Abstract
This paper describes the current ongoing research activities concerning the intelligent management and processing of Earth Observation (EO) big data together with the implementation of data connectors, advanced data analytics and Knowledge Base services to a Big Data platform in the EO4Wildlife project (www.eo4wildlife.eu). These components support on the discovery of marine wildlife migratory behaviours, some of which may be a direct consequence of the changing Met-Ocean resources and the globe climatic changes. In EO4wildlife, we specifically focus on the implementation of web-enabled advanced analytics web services which comply with OGC standards and make them accessible to a wide research community for investigating on trends of animal behaviour around specific marine regions of interest. Big data connectors and a catalogue service are being installed to enable access to COPERNICUS sentinels and ARGOS satellite big data together with other in situ heterogeneous sources. Furthermore, data mining services are being developed for knowledge extraction on species habitats and temporal behaviour trends. Also, high level fusion and reasoning services which process big data observations are deployed to forecast marine wildlife behaviour with estimated uncertainties. These will be tested and demonstrated under targeted thematic scenarios in EO4wildlife using a Big Data platform a cloud resources.
You have full access to this open access chapter, Download conference paper PDF
Similar content being viewed by others
1 Introduction
EO4wildlife brings large number of multidisciplinary scientists such as marine biologists, ecologists and ornithologists around the world to collaborate closely together while using European Sentinel Copernicus Earth Observations more efficiently.
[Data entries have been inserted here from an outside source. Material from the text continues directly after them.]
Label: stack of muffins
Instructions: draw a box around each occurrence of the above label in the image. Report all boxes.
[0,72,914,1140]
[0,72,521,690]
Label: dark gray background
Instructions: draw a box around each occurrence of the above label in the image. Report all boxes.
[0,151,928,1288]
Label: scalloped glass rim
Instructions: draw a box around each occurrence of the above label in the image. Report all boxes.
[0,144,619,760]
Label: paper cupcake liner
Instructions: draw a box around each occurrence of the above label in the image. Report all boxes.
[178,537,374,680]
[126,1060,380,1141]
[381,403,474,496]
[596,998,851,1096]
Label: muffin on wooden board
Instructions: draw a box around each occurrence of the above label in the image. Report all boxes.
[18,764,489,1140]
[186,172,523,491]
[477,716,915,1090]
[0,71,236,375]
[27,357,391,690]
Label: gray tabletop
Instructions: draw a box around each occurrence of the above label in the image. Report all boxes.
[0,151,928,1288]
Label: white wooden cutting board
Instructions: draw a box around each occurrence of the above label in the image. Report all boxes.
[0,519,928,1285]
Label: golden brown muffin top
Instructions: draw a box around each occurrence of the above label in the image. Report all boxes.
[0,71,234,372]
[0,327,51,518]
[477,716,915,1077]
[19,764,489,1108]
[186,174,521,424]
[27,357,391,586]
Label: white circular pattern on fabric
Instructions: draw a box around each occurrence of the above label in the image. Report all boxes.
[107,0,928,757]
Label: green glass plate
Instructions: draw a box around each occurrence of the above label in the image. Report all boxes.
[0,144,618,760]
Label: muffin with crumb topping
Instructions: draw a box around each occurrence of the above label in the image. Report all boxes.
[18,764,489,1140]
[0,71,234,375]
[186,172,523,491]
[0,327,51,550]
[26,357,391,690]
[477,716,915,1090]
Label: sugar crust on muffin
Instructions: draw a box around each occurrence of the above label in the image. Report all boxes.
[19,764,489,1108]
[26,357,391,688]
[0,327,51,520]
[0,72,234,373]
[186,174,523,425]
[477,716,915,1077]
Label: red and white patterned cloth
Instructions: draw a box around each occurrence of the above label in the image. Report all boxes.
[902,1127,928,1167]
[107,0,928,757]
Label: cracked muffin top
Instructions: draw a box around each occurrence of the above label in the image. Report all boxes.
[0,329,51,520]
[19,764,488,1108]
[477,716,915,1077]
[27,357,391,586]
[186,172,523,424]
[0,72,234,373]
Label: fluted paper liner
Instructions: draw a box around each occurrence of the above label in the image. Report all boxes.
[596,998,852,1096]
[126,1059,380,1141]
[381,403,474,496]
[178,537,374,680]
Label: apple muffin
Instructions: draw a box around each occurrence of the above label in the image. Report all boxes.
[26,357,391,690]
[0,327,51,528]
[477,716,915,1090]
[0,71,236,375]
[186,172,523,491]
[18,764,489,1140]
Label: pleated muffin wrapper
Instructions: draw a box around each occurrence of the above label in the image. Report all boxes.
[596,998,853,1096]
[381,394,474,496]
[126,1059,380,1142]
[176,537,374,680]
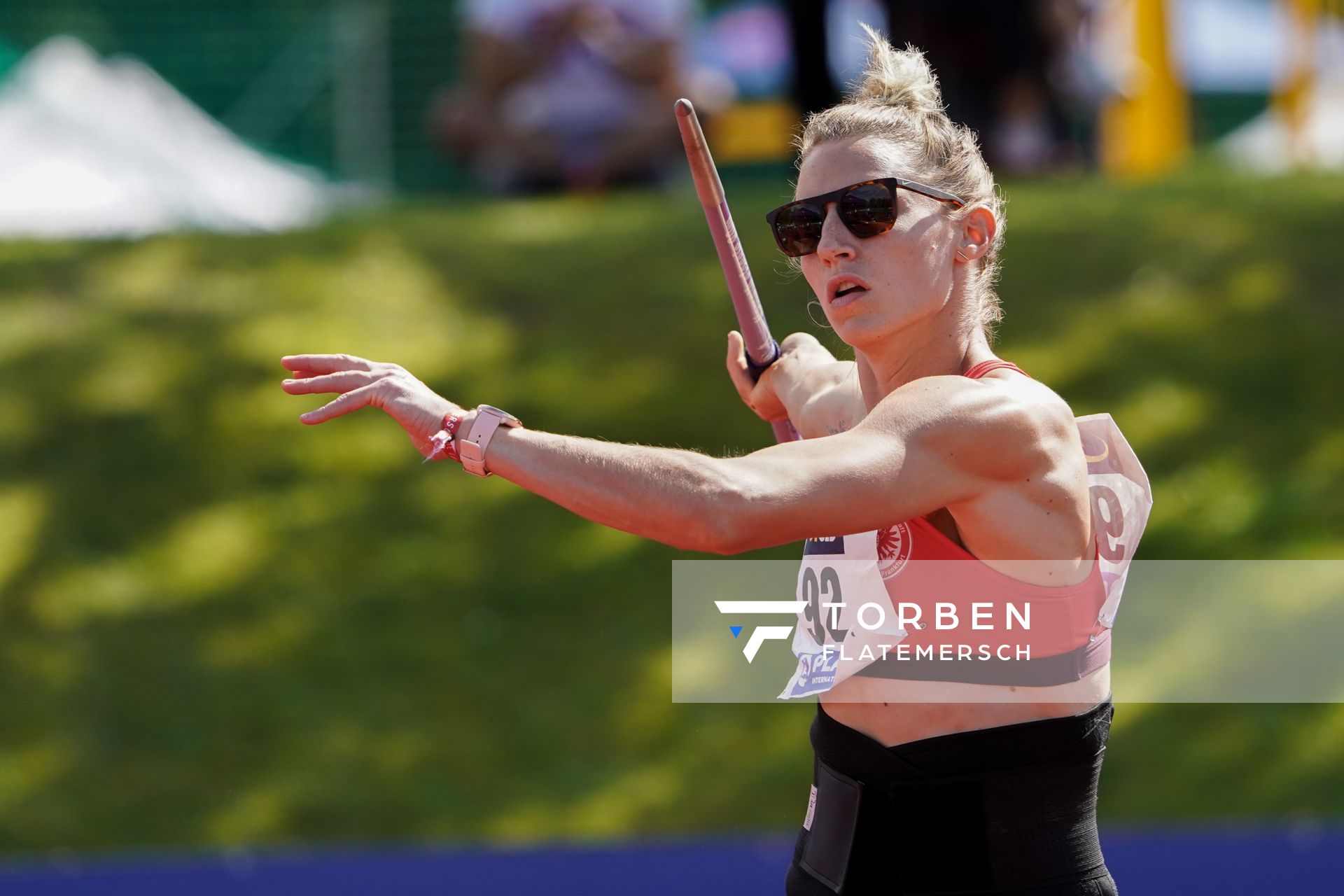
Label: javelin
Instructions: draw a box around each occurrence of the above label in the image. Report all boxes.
[675,99,798,442]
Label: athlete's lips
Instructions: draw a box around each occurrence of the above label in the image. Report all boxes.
[827,274,872,307]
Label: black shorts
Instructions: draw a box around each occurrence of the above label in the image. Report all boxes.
[785,699,1117,896]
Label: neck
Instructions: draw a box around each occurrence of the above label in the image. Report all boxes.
[855,295,995,410]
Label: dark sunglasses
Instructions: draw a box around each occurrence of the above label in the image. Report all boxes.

In order to reach such important capability, an open service platform and interoperable toolbox is being designed and implemented. It offers data processing services that can be accessed by scientists to perform their respective research. The platform front end will be easy to use, access and it offers dedicated services that will enable scientists’ process their geospatial environmental stimulations using Sentinel Earth Observation data and other observation sources. Specifically, the EO4wildlife platform will enable the integration of Sentinel data, ARGOS archive databases and real time thematic databank portals, including Wildlifetracking.org, Seabirdtracking.org, and other Earth Observation and MetOcean databases; locally or remotely, but simultaneously. EO4wildlife research specialises in the intelligent big data processing, advanced analytics and a Knowledge Base for wildlife migratory behaviour and trends forecasting. The research is leading to the development of web-enabled open services using OGC standards for sensor Observation and Measurements and data processing of heterogeneous geospatial observation data with estimated uncertainties. EO4wildlife designs, implements and validates various scenarios based on real operational use case requirements in the field of marine wildlife migrations, habitats and behaviour.
2 Global Architecture Overview
The EO4wildlife system is hosted in a SparkInData platform, which offers a set of core services for data discovery, data ingestion, process integration and execution. The SparkInData Platform, also known as Smart Elastic Enriched Earth Data (SEEED), is a generic platform which provides an EO data dedicated Cloud platform, infrastructure and services. Furthermore, the platform is organized under three functional zones, as shown in Fig. 1 below. These include: 1- Storage zone for mutualized storage capabilities; 2- Compute zone for mutualized intensive computing; and 3- Service zone for processing services. Furthermore, the platform infrastructure services are provided by the Big Data Helix Nebula platform. Slipstream is used at a Platform as a Service (PaaS) level. The PaaS is provided under a cloud computing services environment which enables developers run, test and manage their own applications while processing Big EO Data and analytics for extracting marine species migratory routes with respect to Ocean fronts geospatial and temporal trends. Specifically, PaaS is based on Google’s Kubernetes (K8S) open software with an augmented dedicated SparkInData Service Management Layer. The latter is responsible for deploying applications on SaaS mode and managing them with auto-scaling, load balancing, monitoring or decommissioning upon request by application owners.
In addition to the above, the SparkInData platform components consist of the following:
-
Security Service: It registers users, their roles and rights to ensure their authentication and access control to the platform.
-
Processing Pipeline: It controls and monitors the chaining of the data analytics Web Processing Services (WPS).
-
Data management service: It ensures the “import” into the system of various data sets which are generated by data providers or new analytics into the system.
-
Service management: This enables the creation and control of applications deployment and their scalability of operations on the platform.
-
Resource Management: It controls resources deployment, their scalability and operations on the platform
-
Data Storage service: This service ensures and secures persistent data storage into the system.
-
Semantic Web Toolkit: It ensures linked data storage, access to RDF resources and mechanisms which define access control policies for graph stores.
-
Market Place: It provides a common place for information exchange for publishing application services outputs.
-
Billing service: It controls how application services can be purchased from the Market Place where payment can be performed.
-
Spark as a Service: It executes and controls Spark Jobs through a dedicated web service.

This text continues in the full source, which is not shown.